Martinez is fully healthy now and most likely has a sizable chip on his shoulder. He heard the Memorial Stadium crown yelling “Luuuke” during the Iowa game last year.

With Nebraska’s entire offensive line returning, along with workhorse running back Dedrick Mills, the Husker rushing attack should be strong this season. That’s a quarterback’s best friend.

Martinez’s 2019 season won’t be forgotten. It’s hard to wipe your memory clean of the 10-touchdown, 9-interception performance and the uncertainty that came with it. And, yeah, the first bad decision he makes — whether that’s an interception or a throw into double coverage that should’ve been picked — will bring those recollections to the surface.

But let’s not forget the 2018 version of Martinez, either. The one who completed 64.6 percent of his passes and averaged 295.1 total yards per game, which was second in the B1G that season. The one who threw for 2,617 yards and 17 touchdowns against only 8 picks. The one who also rushed for 629 yards and 8 scores. The one who scored 3 touchdowns to lead a Nebraska team that hung with Ohio State at the Horseshoe, losing just 36-31.

Case for McCaffrey

There’s a reason why McCaffrey heard the chants of “Luuuke” against the Hawkeyes — he’s a fan favorite who injected some life into an offense that needed it in a rivalry game.

There’s a small sample size here, as McCaffrey has played in only four games, but from what we’ve seen, that’s what he can bring to the offense — excitement at quarterback. In that limited action, he completed 9 of 12 passes for 142 yards and 2 touchdowns, and he showed his athleticism in the running game with 166 yards and 1 score on 24 carries.

When McCaffrey was thrown into the fire against Indiana, it was obvious Frost didn’t want him making too many difficult decisions. That made sense, as it was McCaffrey’s first real taste of college football as a freshman. So it was a lot of handoffs, zone reads, quarterback-designed runs and, at times, throws on the run for the Highlands Ranch, Colo., native.
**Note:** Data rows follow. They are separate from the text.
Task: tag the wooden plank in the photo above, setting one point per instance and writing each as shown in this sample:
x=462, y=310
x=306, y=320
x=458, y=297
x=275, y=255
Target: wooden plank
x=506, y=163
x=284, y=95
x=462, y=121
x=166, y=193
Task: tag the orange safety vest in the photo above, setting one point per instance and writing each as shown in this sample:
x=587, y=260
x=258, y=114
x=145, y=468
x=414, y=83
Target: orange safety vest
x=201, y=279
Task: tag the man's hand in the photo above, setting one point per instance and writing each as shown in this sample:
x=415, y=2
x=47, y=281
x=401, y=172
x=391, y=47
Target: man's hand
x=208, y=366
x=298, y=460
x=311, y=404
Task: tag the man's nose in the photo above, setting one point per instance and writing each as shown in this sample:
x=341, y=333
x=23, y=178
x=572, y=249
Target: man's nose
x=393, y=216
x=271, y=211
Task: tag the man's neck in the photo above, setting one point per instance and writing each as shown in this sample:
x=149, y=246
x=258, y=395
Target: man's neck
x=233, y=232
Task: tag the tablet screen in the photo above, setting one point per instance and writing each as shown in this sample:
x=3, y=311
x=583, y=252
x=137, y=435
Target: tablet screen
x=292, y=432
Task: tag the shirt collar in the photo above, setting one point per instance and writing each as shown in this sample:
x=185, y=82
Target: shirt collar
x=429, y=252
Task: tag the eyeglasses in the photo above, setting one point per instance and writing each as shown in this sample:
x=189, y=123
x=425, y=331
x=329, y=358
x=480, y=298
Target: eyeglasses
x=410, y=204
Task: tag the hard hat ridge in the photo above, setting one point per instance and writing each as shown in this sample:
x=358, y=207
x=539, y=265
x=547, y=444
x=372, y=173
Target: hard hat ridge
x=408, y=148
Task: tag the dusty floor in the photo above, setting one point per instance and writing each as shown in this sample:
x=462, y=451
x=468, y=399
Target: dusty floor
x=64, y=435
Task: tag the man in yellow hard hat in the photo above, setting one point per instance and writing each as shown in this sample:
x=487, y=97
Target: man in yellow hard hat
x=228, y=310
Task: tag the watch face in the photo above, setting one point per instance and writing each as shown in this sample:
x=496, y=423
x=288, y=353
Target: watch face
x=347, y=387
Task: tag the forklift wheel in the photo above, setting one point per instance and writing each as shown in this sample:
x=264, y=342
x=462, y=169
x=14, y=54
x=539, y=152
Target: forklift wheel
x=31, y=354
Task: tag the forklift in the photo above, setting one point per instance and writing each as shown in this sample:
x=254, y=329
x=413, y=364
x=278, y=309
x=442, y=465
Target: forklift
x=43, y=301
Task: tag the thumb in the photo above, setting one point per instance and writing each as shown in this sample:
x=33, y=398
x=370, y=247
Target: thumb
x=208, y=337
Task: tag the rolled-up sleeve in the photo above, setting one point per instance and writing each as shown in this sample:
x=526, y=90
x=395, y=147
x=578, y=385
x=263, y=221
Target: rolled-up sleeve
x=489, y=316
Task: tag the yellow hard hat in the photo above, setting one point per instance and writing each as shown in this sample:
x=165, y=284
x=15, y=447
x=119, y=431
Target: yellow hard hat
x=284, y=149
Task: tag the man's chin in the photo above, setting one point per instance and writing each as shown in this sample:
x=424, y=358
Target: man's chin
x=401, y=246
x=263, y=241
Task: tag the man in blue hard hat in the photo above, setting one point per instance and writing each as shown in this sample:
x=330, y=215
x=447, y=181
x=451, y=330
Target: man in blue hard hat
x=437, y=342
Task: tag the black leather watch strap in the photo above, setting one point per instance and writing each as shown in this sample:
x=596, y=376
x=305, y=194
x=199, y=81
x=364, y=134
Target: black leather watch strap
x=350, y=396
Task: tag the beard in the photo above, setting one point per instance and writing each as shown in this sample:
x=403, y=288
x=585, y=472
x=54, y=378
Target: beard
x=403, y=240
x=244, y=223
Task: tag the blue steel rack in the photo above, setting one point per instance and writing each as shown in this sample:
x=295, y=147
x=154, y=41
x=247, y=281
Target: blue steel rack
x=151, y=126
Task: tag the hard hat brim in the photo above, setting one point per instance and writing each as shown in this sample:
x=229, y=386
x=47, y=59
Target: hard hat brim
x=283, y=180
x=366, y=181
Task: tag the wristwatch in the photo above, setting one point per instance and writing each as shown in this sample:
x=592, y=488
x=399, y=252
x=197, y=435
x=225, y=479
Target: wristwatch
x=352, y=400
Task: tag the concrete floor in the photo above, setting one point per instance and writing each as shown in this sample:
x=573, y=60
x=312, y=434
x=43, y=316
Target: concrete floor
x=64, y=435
Frost clearly likes what McCaffrey brings to the table. For the head coach to make the comment he did tells me that McCaffrey’s passing has quickly progressed over the offseason. That was always the area in which it was clear McCaffrey needed to grow.
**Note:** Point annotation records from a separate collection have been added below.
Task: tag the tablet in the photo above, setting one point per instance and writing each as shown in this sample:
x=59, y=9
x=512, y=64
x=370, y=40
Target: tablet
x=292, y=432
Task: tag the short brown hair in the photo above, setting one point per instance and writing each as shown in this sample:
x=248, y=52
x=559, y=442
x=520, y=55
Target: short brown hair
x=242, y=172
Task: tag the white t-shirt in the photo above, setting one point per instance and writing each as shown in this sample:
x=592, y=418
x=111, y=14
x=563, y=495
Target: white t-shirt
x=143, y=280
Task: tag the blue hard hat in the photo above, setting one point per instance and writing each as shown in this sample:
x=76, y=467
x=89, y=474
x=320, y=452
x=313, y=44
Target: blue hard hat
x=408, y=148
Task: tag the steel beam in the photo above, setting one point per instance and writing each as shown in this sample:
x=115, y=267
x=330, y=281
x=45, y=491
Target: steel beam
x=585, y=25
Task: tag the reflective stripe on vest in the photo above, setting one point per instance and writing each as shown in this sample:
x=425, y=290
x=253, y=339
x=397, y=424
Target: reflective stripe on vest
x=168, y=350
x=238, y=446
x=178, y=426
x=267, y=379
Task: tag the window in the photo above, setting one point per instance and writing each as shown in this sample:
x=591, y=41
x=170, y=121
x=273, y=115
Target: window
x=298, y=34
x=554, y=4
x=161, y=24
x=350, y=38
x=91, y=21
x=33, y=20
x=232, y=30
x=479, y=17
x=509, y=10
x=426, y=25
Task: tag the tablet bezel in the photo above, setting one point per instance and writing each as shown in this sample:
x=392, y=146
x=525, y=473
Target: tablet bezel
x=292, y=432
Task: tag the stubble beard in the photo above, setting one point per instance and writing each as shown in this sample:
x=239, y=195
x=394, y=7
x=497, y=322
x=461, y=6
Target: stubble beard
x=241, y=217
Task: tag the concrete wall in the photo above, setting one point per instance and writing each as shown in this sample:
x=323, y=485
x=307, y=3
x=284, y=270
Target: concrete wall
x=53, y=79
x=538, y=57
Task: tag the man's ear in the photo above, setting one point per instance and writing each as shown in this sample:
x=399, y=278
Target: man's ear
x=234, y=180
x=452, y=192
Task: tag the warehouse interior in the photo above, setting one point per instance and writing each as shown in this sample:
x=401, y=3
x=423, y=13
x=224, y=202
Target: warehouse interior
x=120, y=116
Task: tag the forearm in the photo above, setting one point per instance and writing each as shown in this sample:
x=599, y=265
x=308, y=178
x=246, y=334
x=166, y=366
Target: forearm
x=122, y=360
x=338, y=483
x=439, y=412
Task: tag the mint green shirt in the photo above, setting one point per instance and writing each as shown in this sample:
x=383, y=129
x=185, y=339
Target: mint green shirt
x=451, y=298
If that much improvement in McCaffrey’s passing has really happened, it makes him a very intriguing player — one who might deserve to lead the opening drive at Ohio State.
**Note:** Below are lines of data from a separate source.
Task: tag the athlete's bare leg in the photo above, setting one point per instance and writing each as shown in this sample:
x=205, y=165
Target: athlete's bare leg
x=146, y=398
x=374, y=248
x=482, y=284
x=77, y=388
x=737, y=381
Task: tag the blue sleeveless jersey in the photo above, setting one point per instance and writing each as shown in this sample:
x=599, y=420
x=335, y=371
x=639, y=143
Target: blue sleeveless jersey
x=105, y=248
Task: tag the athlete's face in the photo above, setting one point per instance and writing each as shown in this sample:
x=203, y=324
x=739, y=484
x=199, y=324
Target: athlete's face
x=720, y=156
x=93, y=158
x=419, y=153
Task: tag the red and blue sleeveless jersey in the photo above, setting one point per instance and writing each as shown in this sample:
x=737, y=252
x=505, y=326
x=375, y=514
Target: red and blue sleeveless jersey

Martinez got the nod. He’s the veteran in the quarterback room and one of the leaders and faces of the program.

After an injury-riddled sophomore campaign where some in the fanbase were questioning if he was the guy, Martinez deserves to be the one leading the opening drive of the season at Ohio State.

That’s not a knock on McCaffrey, who will have his time to shine in the future, or maybe even this season.

Frost has said he’d find ways to get the ultra-athletic McCaffrey on the field if Martinez wins the job. We’ve seen that before, as McCaffrey played a little receiver last year.